The main goal of the proposed architecture is to persist real-time data in its raw form to enable advanced analytics use cases and ad-hoc querying. However, what if you want to build an entire data warehouse to drive interactive operational reporting on top rather than just occasional ad-hoc queries? If so, you should consider the Bronze, Silver and Gold approach as proposed by the Databricks’ Delta Lakehouse, known under the medallion architecture. The idea is to refine the data through the different layers to allow different personas, such as Data Scientists and BI Analysts, to use the correct up-to-date data for their needs. While the Silver layer is kind of a enriched staging area based on the raw data of the Bronze layer, the Gold layer is made for reporting in form of an aggregated version which is further often separated into dimensions and facts.
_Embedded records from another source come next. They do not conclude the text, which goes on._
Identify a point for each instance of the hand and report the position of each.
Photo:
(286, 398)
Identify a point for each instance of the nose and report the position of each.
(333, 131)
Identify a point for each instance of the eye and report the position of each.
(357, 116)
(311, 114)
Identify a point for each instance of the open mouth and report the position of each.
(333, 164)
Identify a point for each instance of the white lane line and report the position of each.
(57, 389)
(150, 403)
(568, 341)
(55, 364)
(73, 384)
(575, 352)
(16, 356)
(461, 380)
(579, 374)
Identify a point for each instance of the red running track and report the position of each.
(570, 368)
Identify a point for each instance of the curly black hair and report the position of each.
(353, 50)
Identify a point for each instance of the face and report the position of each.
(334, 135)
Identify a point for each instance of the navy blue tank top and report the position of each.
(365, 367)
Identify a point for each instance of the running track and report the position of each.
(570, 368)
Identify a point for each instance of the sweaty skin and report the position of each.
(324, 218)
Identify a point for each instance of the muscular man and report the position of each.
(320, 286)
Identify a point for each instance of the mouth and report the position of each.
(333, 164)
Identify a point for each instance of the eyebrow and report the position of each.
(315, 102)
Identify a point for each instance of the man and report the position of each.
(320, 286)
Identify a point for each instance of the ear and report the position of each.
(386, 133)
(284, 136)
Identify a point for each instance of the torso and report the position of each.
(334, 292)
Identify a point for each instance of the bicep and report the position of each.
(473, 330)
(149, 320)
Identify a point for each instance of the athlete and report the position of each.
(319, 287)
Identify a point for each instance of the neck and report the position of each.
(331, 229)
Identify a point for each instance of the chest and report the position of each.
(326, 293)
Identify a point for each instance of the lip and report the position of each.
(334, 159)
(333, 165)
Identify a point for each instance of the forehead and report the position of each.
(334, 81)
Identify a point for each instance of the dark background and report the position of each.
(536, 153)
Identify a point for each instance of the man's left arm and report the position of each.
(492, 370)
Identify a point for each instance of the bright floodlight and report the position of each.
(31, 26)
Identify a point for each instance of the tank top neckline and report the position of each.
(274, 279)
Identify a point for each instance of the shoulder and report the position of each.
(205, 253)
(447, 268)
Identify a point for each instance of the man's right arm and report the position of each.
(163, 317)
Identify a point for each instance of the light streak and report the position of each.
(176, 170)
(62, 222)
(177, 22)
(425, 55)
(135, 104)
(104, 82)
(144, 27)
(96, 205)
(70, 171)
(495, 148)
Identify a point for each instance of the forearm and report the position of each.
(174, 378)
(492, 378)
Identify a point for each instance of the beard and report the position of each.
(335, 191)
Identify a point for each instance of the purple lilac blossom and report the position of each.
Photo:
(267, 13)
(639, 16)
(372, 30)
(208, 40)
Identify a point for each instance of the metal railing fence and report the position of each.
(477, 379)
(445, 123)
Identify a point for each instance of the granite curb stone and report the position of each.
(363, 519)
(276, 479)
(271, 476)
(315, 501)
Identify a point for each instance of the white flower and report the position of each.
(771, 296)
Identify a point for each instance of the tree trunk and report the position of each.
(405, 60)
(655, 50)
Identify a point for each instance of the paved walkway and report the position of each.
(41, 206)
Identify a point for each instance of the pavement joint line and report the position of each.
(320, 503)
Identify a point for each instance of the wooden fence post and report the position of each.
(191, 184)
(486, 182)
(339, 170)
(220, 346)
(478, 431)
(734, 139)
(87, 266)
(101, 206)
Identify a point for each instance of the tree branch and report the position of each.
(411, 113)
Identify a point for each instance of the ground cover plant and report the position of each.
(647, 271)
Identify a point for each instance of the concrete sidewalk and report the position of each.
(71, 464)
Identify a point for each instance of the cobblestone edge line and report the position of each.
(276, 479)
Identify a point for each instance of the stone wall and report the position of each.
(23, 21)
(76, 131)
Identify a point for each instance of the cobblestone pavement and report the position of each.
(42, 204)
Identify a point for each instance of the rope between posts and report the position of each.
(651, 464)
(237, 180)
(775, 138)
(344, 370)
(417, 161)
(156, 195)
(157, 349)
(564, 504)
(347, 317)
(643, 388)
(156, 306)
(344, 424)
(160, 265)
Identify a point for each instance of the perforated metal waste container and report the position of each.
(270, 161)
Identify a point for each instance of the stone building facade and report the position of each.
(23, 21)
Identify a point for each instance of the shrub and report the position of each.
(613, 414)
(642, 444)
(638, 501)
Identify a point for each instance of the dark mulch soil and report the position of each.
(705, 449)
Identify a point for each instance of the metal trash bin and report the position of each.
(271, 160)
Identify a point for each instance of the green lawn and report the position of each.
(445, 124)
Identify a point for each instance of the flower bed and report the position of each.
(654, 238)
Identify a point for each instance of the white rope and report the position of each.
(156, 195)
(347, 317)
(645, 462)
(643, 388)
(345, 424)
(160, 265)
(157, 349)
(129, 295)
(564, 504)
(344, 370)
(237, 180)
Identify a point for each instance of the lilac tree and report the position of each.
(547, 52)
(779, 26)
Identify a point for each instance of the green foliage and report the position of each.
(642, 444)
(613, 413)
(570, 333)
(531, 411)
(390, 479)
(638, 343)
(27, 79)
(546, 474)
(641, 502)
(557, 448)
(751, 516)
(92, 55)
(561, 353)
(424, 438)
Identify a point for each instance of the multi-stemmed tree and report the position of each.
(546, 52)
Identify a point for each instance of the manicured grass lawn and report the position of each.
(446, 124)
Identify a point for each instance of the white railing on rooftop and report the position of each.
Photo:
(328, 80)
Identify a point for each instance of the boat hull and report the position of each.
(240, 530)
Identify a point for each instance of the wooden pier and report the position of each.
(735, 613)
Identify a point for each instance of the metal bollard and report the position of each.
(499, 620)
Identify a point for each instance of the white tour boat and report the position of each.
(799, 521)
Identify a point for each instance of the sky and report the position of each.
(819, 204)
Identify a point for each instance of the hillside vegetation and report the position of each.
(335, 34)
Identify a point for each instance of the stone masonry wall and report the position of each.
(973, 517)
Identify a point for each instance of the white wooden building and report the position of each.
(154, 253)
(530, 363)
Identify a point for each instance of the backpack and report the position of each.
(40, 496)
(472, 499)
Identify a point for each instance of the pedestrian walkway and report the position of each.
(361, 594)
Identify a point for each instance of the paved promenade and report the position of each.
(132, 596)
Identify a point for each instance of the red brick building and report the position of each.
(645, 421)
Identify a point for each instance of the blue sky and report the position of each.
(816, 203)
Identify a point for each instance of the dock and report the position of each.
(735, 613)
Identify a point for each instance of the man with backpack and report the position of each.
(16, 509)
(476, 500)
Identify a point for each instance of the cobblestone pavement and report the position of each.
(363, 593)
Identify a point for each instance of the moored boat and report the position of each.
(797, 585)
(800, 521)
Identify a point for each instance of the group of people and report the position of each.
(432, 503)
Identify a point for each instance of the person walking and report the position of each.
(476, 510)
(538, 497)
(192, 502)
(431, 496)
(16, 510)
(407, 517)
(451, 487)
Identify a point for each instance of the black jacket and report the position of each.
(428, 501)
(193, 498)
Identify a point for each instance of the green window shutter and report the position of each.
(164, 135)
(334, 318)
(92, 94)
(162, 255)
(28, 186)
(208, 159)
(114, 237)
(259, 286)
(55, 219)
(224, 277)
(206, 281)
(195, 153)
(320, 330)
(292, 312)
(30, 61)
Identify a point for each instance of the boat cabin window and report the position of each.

Databricks recently announced the Change Data Feed (CDF) feature in Delta Lake that makes this architecture and the journey through the different layers much easier.

Push Dataset

Once the data is persisted, everyone can look up whatever data they want. In the best case, dashboards have configured a certain refresh interval to get automatically updated. However, in this case, data is always pulled from the storage which could cause long response times or also high read transaction costs depending on the underlying storage including partitions as already mentioned above. On the other hand, pushing data allows to automatically refresh the dashboards as new data is coming in. For instance, the Power BI service includes such a functionality which allows to use all the report building features of Power BI such as normal visuals, data alerts, pinned dashboard tiles, etc. This further ensures that everyone involved is aware of a set of core numbers or data points and doesn’t have to ask for it. Pushing data to Power BI can be achieved through various different ways such as via a REST API using either Apache NiFi or Apache Spark, or through a direct integration with Azure Stream Analytics.

Conclusion

The cloud computing benefits certainly make a lot of things easier, especially when it comes to hardware setup, configuration and maintenance. By setting up distributed systems in local environments, it is a good idea to consider container technologies such as Docker and Kubernetes. They allow to move faster, test and deploy software more efficient using standardized configurations. However, running distributed systems stable and resiliently in containerized environments still requires a considerable amount of knowledge. Therefore, you can get started with the proposed approach on the cloud and choose then whether to recreate the architecture in a local environment or to continue profiting from the convenience enabled by the cloud. This might also depend a little bit on the size of the project, meaning that the bigger the project, the more it would make sense to build your own environment. Integrating just a few streaming data sources might not justify the effort and expanses put into staff and infrastructure.